2. Description of Prior Art
At the present time, known processes for removal of arsenic from gas streams are costly and/or generally ineffective. One such process is the Parker copper oxide/zinc oxide catalytic process which was originally developed to remove arsenic, in particular inorganic arsine, from the gas stream at high temperature. This process requires that the gas to be treated be preprocessed to remove water and sulfur species because the catalyst is reactive to water at the processing temperature and is also somewhat specific for sulfur resulting in competitive binding of sulfur for the arsenic sites resulting in a probable reduction in catalyst life. Furthermore, the arsenic deposited on the exhausted catalyst cannot be recovered easily, posing an environmental disposal problem.
In addition, several methods for analyzing the amount of arsenic in gas are known. One such method is the use of nitric acid to extract arsenic from natural gas and atomic spectroscopic techniques to determine the concentration of arsenic in the extract. This method provides a means for determining total arsenic in natural gas but is not a suitable field technique because it uses fragile glassware and concentrated nitric acid, the latter being a potential hazard to test personnel.
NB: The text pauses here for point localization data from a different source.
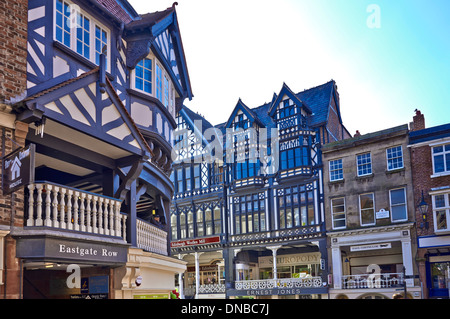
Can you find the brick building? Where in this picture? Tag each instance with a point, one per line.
(13, 57)
(430, 160)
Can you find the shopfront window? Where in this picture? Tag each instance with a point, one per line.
(296, 207)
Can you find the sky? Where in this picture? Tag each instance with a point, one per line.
(388, 57)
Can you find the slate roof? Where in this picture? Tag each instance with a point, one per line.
(317, 99)
(149, 19)
(116, 10)
(429, 134)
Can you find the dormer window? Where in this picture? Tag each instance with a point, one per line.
(80, 32)
(287, 108)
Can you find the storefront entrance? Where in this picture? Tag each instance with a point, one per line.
(438, 276)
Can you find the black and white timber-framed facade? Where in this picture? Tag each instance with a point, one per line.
(103, 85)
(271, 240)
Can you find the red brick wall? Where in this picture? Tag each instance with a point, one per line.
(13, 84)
(422, 169)
(13, 48)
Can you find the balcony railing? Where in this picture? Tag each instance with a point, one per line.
(151, 238)
(307, 282)
(63, 207)
(371, 281)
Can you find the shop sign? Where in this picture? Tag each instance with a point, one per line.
(194, 242)
(71, 250)
(18, 169)
(152, 296)
(278, 291)
(89, 296)
(296, 259)
(370, 247)
(95, 285)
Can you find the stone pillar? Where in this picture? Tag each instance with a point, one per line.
(407, 260)
(197, 273)
(336, 261)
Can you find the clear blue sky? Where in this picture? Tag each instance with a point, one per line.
(388, 57)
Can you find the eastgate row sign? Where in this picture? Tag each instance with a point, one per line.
(297, 259)
(70, 250)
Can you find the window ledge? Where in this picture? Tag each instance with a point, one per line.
(78, 57)
(364, 176)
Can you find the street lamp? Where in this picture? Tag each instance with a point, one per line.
(423, 209)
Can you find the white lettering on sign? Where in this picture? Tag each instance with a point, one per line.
(370, 247)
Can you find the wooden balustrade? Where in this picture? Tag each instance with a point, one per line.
(63, 207)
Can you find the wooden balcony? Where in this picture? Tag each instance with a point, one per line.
(306, 282)
(372, 281)
(61, 207)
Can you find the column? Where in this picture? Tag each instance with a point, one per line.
(336, 261)
(181, 285)
(274, 254)
(181, 279)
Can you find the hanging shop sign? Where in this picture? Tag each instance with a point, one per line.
(382, 214)
(194, 242)
(18, 169)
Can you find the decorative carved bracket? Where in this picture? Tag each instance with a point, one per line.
(137, 50)
(127, 179)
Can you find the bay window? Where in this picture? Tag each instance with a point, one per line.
(338, 213)
(399, 211)
(150, 77)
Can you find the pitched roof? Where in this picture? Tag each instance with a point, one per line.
(112, 91)
(317, 99)
(116, 10)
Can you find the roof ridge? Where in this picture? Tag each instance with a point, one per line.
(60, 85)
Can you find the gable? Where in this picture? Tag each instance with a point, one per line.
(242, 114)
(286, 94)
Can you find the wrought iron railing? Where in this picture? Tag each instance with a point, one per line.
(307, 282)
(371, 281)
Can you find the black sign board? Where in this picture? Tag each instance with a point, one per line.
(18, 169)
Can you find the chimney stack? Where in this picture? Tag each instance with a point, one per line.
(418, 121)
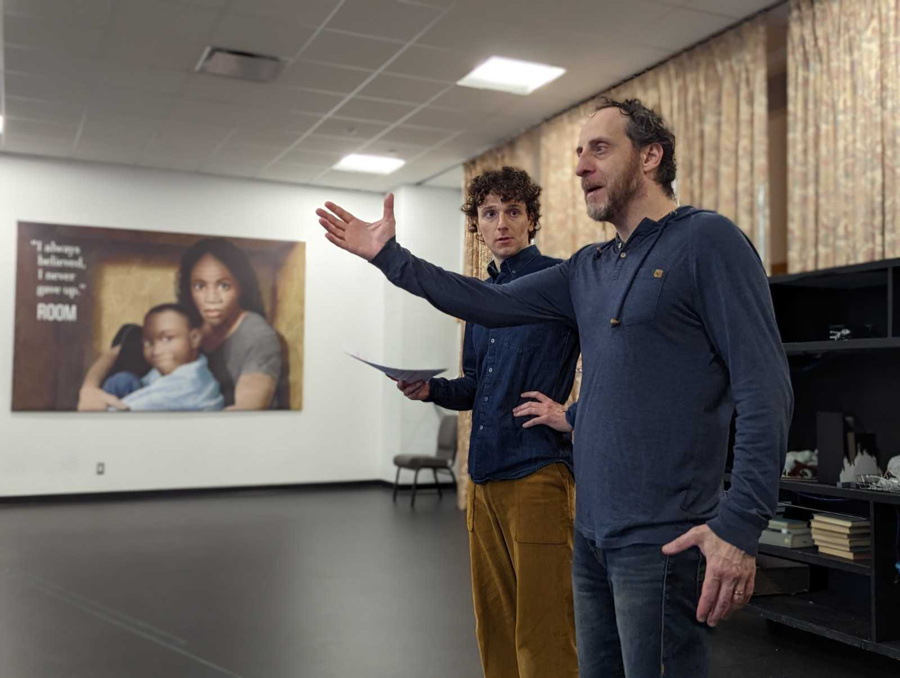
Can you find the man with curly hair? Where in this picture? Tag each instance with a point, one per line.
(521, 500)
(679, 339)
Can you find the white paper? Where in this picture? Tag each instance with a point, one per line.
(401, 374)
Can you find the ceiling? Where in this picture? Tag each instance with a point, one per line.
(114, 81)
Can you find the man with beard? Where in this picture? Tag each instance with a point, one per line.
(678, 336)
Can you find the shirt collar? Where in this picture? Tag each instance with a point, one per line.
(515, 263)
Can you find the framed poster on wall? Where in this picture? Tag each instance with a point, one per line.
(120, 320)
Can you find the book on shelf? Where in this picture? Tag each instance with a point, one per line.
(789, 541)
(789, 525)
(847, 555)
(827, 521)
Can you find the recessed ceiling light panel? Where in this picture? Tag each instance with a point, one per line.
(232, 63)
(372, 164)
(511, 75)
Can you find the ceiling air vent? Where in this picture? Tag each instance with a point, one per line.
(233, 63)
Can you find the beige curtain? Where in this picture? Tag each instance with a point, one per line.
(843, 132)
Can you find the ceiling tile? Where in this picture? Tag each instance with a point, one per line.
(54, 37)
(266, 137)
(737, 9)
(264, 35)
(44, 111)
(399, 88)
(212, 88)
(314, 75)
(85, 13)
(101, 76)
(383, 18)
(239, 153)
(164, 19)
(290, 172)
(431, 62)
(118, 130)
(130, 102)
(476, 100)
(420, 136)
(350, 128)
(47, 88)
(154, 51)
(443, 118)
(321, 159)
(214, 113)
(682, 28)
(36, 145)
(330, 144)
(371, 109)
(109, 153)
(338, 48)
(309, 12)
(45, 130)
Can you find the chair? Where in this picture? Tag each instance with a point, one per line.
(442, 461)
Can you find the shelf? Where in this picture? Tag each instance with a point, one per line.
(821, 612)
(812, 487)
(824, 614)
(848, 346)
(811, 556)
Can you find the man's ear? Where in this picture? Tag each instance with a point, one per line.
(651, 157)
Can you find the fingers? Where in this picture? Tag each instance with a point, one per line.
(340, 212)
(537, 421)
(708, 597)
(724, 602)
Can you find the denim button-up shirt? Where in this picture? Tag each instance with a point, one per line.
(498, 366)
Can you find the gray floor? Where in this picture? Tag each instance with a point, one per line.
(311, 583)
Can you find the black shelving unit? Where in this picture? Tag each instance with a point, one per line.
(854, 602)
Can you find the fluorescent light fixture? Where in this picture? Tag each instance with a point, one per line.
(511, 75)
(374, 164)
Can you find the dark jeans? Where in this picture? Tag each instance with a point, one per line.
(635, 612)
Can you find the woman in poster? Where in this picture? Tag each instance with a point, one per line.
(217, 281)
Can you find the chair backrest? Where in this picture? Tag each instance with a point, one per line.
(447, 438)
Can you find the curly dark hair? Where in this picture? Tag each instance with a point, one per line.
(510, 184)
(234, 259)
(645, 127)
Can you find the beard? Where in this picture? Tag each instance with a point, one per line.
(621, 191)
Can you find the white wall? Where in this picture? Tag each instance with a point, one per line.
(338, 436)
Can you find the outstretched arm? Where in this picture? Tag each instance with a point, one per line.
(539, 297)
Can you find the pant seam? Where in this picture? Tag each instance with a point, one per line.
(662, 625)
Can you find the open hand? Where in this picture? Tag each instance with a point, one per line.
(544, 410)
(359, 237)
(730, 573)
(414, 390)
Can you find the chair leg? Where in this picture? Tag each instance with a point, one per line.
(412, 501)
(437, 483)
(396, 484)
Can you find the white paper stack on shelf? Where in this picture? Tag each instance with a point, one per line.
(787, 533)
(845, 537)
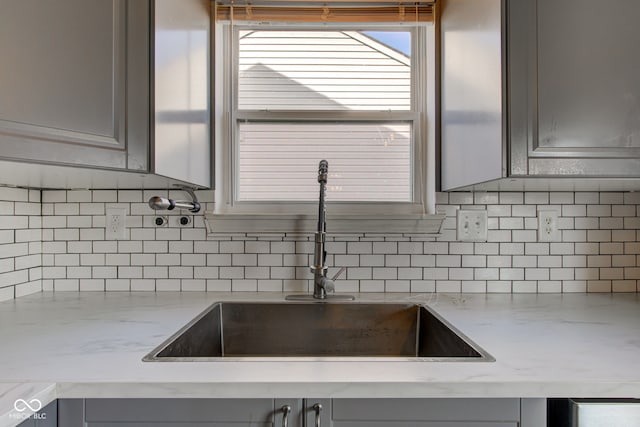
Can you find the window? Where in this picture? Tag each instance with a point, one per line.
(289, 94)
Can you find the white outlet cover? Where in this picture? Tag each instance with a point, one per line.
(115, 224)
(548, 226)
(472, 225)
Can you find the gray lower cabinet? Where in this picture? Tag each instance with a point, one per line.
(300, 412)
(75, 82)
(178, 412)
(416, 413)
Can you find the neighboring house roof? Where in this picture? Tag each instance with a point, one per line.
(326, 70)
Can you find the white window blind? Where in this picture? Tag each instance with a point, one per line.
(297, 93)
(367, 161)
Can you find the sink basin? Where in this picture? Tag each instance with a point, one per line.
(232, 330)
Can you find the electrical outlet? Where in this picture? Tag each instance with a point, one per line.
(548, 226)
(472, 225)
(116, 224)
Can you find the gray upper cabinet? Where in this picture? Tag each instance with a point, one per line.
(583, 115)
(74, 87)
(567, 104)
(116, 85)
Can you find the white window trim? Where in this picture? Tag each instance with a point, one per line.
(229, 216)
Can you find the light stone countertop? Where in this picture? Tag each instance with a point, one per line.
(92, 344)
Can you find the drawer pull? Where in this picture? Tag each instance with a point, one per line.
(286, 409)
(317, 407)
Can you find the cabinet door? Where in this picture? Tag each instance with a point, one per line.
(71, 71)
(575, 91)
(425, 412)
(178, 412)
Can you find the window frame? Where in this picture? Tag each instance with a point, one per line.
(417, 216)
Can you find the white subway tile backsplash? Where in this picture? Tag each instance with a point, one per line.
(611, 198)
(511, 198)
(59, 244)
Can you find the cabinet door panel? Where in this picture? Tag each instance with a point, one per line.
(589, 91)
(180, 424)
(376, 410)
(574, 95)
(69, 79)
(224, 411)
(421, 424)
A second known method for determining the amount of total arsenic in gas is the NIOSH-approved air sampling method which utilizes coconut charcoal tubes to collect arsenic compounds from natural gas and X-ray fluorescence (XRF) and Neutron Activation Analysis (NAA) techniques to determine the amount of arsenic on the charcoal. However, this method is known to produce inconsistent results due to the fact that the efficiency of the charcoal tubes for collection of arsenic compounds from natural gas is substantially reduced due to much higher adsorption affinity of some natural gas components, such as heavier hydrocarbons, to the charcoal surfaces than the arsenic compounds. As a result, the arsenic content of the gas is not fully captured by the charcoal as it passes through the charcoal tubes, resulting in a significant loss of sample. Thus, it is apparent that this method also is not suitable for use in removing and recovering arsenic from gases.
Another known method for determining total arsenic in gas is the peroxydisulfate method for determining total trimethylarsine in which a saturated solution of potassium peroxydisulfate is used to extract the arsenic-containing compounds from a gas containing such compounds. The arsenic can be extracted by static or dynamic methods. The static batch extraction method recovers arsenic quantitatively from the gas by shaking a fixed volume of gas collected at atmospheric pressure with 10 ml. of extractant in a gas collection vessel for more than one hour. The dynamic method uses liquid extraction vessels through which the gas is bubbled through an extraction liquid. However, this method of arsenic recovery is not effective because the recovery of arsenic depends too much on the pH of the extraction liquid and the rate of sparging.